Prawda

Poniedziałek, 29 kwietnia 2024 - 10:37

« Poprzedni Następny »


Hadż, propaganda saudyjska i zagubienie mediów


Seth J. Frantzman 2016-09-19

Pielgrzymi muzułmańscy modlą się przy świętym kamieniu Kaaba w Wielkim Meczecie przed doroczną pielgrzymką do Mekki.
Pielgrzymi muzułmańscy modlą się przy świętym kamieniu Kaaba w Wielkim Meczecie przed doroczną pielgrzymką do Mekki.

Najbardziej interesująca wiadomość, na jaką natknąłem się w związku z tegorocznym hadż, była historią 70-letniej kobiety, która oddała oszczędności swojego życia na wsparcie Peszmergi walczącej z Państwem Islamskim, zamiast zużyć je na pielgrzymkę do Mekki. “Zulaicha Abdullah gotuje dla Peszmergi od początku wojny z ISIS” – informowała kilka miesięcy temu kurdyjska strona internetowa, Rudaw.

Pouczające były też komentarze do jej decyzji. “Pieniądze wydane na hadż idą z powrotem do kieszeni ISIS, żeby użyć je do zabijania peszmergi. Brawo dla pani” – napisał pewien Kurd. „Niechaj Allah nagrodzi tę panią, to co zrobiła, jest warte tysiąca hadż” – komentował inny.

Nie usłyszymy o niej w mediach zachodnich głównego nurtu. Co roku, kiedy zbliża się  Eid al-Adha, otrzymujemy obowiązkowy wykład, jak gdybyśmy byli w piątej klasie. „Czym jest pielgrzymka hadż?” – brzmi pomocne wprowadzenie w CNN. “ Jest jednym z filarów islamu, którą każdy muzułmanin musi wykonać przynajmniej raz w życiu, jeśli tylko pozwala mu na to zdrowie i dochody” - pisze Schams Elwazar. Elwazar pokazuje, jak banalne stały się reportaże CNN na ten temat; był na pielgrzymce już trzy razy. „Poszedłem nie jako pielgrzym, ale jako producent reportażu o tym wydarzeniu” w 2005, 2006 2007 roku. A więc co roku pomagał sprzedawać papkę lekcji religii.

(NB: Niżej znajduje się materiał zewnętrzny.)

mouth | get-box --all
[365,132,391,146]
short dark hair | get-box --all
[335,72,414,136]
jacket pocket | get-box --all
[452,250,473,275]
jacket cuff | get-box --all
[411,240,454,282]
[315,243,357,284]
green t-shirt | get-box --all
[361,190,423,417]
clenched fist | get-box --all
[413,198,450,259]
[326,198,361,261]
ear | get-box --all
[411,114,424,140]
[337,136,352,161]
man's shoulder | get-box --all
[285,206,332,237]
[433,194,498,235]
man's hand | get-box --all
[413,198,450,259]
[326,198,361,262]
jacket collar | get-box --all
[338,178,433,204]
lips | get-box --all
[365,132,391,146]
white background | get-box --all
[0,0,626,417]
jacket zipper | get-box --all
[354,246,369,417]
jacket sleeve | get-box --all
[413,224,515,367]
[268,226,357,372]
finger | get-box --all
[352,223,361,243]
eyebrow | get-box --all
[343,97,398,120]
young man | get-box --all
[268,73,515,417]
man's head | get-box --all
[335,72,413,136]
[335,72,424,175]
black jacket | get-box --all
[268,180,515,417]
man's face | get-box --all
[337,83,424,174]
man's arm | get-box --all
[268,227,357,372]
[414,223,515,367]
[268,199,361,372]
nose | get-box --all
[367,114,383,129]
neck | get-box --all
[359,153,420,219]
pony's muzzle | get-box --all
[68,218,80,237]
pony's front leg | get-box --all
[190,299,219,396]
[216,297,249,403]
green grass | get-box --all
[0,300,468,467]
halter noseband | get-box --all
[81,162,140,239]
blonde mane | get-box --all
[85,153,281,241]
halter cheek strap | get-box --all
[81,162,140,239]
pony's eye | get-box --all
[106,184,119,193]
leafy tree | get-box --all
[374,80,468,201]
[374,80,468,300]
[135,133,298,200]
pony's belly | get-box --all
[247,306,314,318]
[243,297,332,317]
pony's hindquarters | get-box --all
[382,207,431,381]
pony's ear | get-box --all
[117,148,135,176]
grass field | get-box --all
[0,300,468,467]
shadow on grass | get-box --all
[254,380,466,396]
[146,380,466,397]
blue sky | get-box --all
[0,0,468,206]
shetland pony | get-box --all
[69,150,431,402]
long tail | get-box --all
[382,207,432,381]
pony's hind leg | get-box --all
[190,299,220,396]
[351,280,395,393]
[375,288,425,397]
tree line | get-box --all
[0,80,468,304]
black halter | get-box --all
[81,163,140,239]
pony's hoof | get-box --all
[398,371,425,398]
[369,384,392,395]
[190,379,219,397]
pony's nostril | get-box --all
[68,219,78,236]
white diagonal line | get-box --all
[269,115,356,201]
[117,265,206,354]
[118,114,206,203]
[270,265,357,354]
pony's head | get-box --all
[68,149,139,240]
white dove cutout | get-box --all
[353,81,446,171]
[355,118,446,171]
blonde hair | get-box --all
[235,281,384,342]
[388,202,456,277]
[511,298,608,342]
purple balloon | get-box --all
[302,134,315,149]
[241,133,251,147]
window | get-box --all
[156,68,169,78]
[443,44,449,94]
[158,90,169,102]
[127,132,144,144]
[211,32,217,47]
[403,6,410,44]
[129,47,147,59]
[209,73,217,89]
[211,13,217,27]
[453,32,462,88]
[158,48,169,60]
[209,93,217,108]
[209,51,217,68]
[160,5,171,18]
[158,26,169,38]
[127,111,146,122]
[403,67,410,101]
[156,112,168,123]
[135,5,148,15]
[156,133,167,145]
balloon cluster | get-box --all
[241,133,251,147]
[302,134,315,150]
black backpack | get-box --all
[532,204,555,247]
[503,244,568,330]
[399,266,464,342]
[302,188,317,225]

Wobec każdego innego wydarzenia religijnego lub świeckiego media światowe zadają pytania, sprawdzają różnorodność, dostarczają krytycznego spojrzenia. Tylko nie w Arabii Saudyjskiej, bo tam media pozbywają się wszystkich hamulców, by dostarczyć widzianego w różowych kolorach obrazu, bez aluzji do czegokolwiek poza naiwną opowieścią.

“Co jest unikatowego w hadż? Jest prawdziwie globalny” – pisze Elwazar. Czy nie był także globalny w zeszłym roku? Czy pielgrzymki do Watykanu nie są „prawdziwie globalne”? Jedyną rzeczą, która przełamuje monotonię narracji, jest odrobina subtelnego rasizmu we wspomnieniu „grup zachodnich Afrykanów w barwnych strojach, niemal śpiewających wersety Koranu”.

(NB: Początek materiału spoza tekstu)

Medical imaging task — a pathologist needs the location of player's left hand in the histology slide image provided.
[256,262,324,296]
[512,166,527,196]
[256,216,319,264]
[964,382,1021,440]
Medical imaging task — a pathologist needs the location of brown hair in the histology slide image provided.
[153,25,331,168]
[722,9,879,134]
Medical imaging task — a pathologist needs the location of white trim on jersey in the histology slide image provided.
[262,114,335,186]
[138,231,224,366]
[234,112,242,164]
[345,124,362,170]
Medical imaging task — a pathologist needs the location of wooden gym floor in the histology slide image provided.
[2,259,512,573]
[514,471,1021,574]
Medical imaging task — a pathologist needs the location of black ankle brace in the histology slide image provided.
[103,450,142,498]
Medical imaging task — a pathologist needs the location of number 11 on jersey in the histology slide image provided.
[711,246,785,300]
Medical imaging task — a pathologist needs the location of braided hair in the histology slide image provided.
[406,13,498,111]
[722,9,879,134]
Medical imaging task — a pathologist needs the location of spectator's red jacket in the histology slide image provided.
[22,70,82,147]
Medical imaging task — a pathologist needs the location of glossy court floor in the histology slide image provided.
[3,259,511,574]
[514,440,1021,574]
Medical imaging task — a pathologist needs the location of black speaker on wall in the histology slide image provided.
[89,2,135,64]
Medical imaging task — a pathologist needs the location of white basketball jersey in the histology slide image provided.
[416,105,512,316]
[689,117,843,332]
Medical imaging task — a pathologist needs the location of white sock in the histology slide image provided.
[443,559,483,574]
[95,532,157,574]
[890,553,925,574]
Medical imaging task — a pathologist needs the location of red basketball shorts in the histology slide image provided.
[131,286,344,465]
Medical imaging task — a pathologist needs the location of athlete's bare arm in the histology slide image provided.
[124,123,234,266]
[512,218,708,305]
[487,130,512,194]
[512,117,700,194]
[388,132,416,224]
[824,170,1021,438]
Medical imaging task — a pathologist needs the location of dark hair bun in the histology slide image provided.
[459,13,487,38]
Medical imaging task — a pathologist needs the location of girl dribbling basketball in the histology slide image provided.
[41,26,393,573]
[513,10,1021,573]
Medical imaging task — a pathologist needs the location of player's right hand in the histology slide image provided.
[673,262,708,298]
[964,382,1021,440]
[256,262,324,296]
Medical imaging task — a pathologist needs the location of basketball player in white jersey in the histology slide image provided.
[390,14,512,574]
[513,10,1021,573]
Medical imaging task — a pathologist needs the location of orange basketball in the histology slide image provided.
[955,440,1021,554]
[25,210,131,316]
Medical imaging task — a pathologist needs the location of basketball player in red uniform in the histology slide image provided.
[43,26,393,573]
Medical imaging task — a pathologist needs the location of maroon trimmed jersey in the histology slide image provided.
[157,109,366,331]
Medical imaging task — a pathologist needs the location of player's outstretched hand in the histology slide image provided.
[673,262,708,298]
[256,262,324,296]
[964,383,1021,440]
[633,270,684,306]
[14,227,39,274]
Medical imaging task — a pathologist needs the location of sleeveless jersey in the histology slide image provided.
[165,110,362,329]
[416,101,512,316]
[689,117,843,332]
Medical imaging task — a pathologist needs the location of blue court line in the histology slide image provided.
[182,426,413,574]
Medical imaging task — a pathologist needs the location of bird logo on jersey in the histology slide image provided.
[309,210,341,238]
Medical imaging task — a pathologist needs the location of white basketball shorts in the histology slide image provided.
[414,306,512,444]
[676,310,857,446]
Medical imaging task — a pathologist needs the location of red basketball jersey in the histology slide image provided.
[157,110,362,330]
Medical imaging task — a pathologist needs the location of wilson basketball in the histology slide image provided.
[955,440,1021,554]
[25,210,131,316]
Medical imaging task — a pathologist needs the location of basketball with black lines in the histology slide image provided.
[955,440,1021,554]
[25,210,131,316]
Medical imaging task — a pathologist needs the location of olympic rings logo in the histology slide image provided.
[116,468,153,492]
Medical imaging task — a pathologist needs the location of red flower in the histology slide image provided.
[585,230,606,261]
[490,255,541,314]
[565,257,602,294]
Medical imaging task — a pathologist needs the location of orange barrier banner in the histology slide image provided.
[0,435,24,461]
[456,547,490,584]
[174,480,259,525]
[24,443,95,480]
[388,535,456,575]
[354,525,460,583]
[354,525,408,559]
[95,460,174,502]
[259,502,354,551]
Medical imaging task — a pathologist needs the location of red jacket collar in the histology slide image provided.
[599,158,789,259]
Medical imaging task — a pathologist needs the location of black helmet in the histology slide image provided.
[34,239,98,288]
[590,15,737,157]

Bo rozumiecie, islam afrykański nie dorasta całkiem do standardów podobno czystszej, wahabickiej wersji saudyjskiej.

Zawsze doniesieniom z hadż towarzyszy propaganda saudyjska. Dziennikarze, którzy o tym informują , muszą oczywiście być muzułmanami – i powinni być muzułmanami właściwego rodzaju. 7 września wielki mufti Arabii Saudyjskiej oświadczył, że Irańczycy „nie są muzułmanami” i oskarżył ich, czyli muzułmanów szyickich, o to, że są pod wpływem „zaratusztrianizmu”. To jest jakby arcybiskup katolicki w przeddzień Wielkanocy wymyślał protestantom i twierdził, że tradycje pogańskich druidów uczyniły Anglików gorszymi chrześcijanami. Można by przypuszczać, że taki pokaz nietolerancji i bigoterii wart jest nagłośnienia medialnego, szczególnie w przeddzień wielkiego wydarzenia religijnego. Dla mediów zachodnich jednak bigoteria nie jest wiadomością, a co gorsza, mogłaby zagrozić ich możliwościom informowania z królestwa.

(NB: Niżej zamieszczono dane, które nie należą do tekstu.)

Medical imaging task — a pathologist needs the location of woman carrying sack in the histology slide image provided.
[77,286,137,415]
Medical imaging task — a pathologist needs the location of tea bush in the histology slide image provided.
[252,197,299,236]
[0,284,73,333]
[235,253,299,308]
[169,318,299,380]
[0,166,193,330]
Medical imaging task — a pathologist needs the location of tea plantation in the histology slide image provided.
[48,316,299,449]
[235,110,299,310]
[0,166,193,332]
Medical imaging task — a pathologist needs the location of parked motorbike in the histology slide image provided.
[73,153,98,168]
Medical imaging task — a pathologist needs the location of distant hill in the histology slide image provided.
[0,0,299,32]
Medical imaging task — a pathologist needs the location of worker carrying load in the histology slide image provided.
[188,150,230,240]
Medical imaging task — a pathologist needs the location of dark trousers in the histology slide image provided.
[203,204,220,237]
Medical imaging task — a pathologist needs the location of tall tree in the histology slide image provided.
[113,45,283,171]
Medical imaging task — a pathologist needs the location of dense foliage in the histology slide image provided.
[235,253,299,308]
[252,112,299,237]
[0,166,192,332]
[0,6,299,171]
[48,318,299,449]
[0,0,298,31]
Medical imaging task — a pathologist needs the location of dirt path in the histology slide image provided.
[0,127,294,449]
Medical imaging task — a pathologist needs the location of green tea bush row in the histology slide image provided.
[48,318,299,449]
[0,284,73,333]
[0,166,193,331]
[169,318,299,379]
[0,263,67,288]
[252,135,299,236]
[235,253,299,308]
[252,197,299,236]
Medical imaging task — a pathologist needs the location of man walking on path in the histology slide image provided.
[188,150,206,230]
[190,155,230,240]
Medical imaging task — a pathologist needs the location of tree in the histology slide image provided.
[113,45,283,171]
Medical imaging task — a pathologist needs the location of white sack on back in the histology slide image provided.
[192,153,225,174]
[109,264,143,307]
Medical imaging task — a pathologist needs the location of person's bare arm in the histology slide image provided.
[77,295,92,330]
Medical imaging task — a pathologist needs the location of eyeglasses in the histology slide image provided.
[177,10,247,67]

Także nieustanne i kontrowersyjne renowacje, jakich dokonuje Arabia Saudyjska w miejscach świętych, są tuszowane – nie martwcie się, oni “odnowili filary, które reprezentują Szatana”. Czasami jednak nawet CNN musi pokazać rzeczywistość: „Arabia Saudyjska jest religijnie konserwatywnym krajem… a więc nasza reporterka i producentka technicznie nie mogą być w tym samym pokoju co kamerzysta”. Nie wspominając także, że nie mogą prowadzić samochodu, nie mogą podróżować bez pozwolenia lub że z prawnego punktu widzenia potrzebują pozwolenia mężczyzny na każdy krok. Trudno także ukryć inne szczegóły, na przykład, że niemal 1500 ludzi zostało zadeptanych na śmierć podczas zeszłorocznej pielgrzymki – co w żadnym wypadku nie było wyjątkowym wydarzeniem. Miejscowe media arabskie obwiniały za to „Afrykanów”, taki mały kąsek rasizmu przekazany przez media zagraniczne, które przekazywały „oficjalną” narrację.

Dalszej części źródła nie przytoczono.